Let $G$ be the set of non-empty closed bounded sets of $\mathbb{R}^{p}$. Suppose that $(F_{n})_{n}$ is a nested sequence in $G$ and let $F= \cap_{n \in \mathbb{N}}F_{n}$. Show that $(a)$ $F \in G$ and $(b)$ $(F_{n})_{n}$ converges to $F$ for the Hausdorff metric $h$ on $G$.
I'm not sure how to start on this. I also haven't learned about compact sets yet. Can someone help?
(a) Each $F_n$ is a compact non-empty set. A property of such sets is that every decreasing (by inclusion) sequence of compact sets has non-empty intersection. So $\bigcap_{n\in\mathbb N}F_n$ is compact (since it is closed and bounded) and non-empty. Therefore, $\bigcap_{n\in\mathbb N}F_n\in G$.

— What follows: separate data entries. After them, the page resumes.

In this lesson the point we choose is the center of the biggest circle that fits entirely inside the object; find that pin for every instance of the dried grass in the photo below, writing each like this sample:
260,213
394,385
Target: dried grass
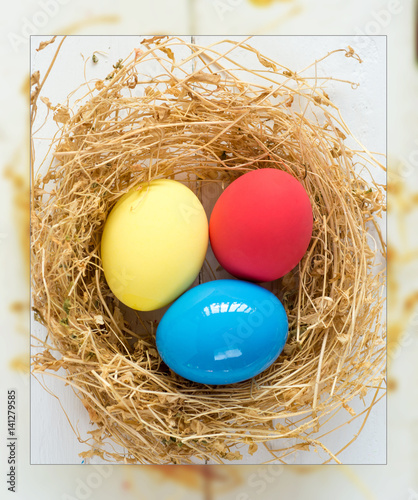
198,119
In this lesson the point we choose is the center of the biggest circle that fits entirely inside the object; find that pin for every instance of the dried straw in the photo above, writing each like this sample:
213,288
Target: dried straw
207,119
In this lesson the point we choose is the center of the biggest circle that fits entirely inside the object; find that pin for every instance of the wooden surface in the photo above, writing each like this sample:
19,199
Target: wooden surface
52,439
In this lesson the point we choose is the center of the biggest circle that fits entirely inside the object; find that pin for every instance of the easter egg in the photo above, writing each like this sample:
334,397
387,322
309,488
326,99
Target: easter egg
261,225
222,332
154,243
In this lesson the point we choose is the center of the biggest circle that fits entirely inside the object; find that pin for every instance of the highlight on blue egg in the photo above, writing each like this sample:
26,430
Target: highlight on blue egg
222,332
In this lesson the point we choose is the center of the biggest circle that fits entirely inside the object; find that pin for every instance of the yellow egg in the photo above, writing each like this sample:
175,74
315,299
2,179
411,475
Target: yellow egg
154,243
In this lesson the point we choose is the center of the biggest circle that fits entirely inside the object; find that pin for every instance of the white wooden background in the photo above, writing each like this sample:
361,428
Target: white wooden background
364,110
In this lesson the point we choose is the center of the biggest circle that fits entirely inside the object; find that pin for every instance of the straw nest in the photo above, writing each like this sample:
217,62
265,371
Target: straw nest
204,117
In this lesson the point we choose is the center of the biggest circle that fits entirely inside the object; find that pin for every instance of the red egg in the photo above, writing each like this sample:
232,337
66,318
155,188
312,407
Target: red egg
261,225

(b) Suppose otherwise. Then there is a $\varepsilon>0$ such that$$(\forall n\in\mathbb{N}):h\left(F_n,\bigcap_{n\in\mathbb N}F_n\right)\geqslant\varepsilon.$$For each natural $n$, let $x_n\in F_n$ be such that $d\bigl(x_n,\bigcap_{n\in\mathbb N}F_n\bigr)\geqslant\varepsilon$. Each $x_n$ is in $F_1$, wich is compact. Therefore $(x_n)_{n\in\mathbb{N}}$ has a convergente subsequence. We can, without loss of generality, assume that the sequence $(x_n)_{n\in\mathbb{N}}$ itself converges to some $x$. Each element of the sequence belongs to $F_1$, which is closed; therefore $x\in F_1$. If $n\geqslant2$, then $x_n\in F_2$ and so $x\in F_2$, and so on. So, $x\in\bigcap_{n\in\mathbb N}F_n$. Bt this contradicts the assumption that the distance from every $x_n$ to $\bigcap_{n\in\mathbb N}F_n$ is greater than or equal to $\varepsilon$.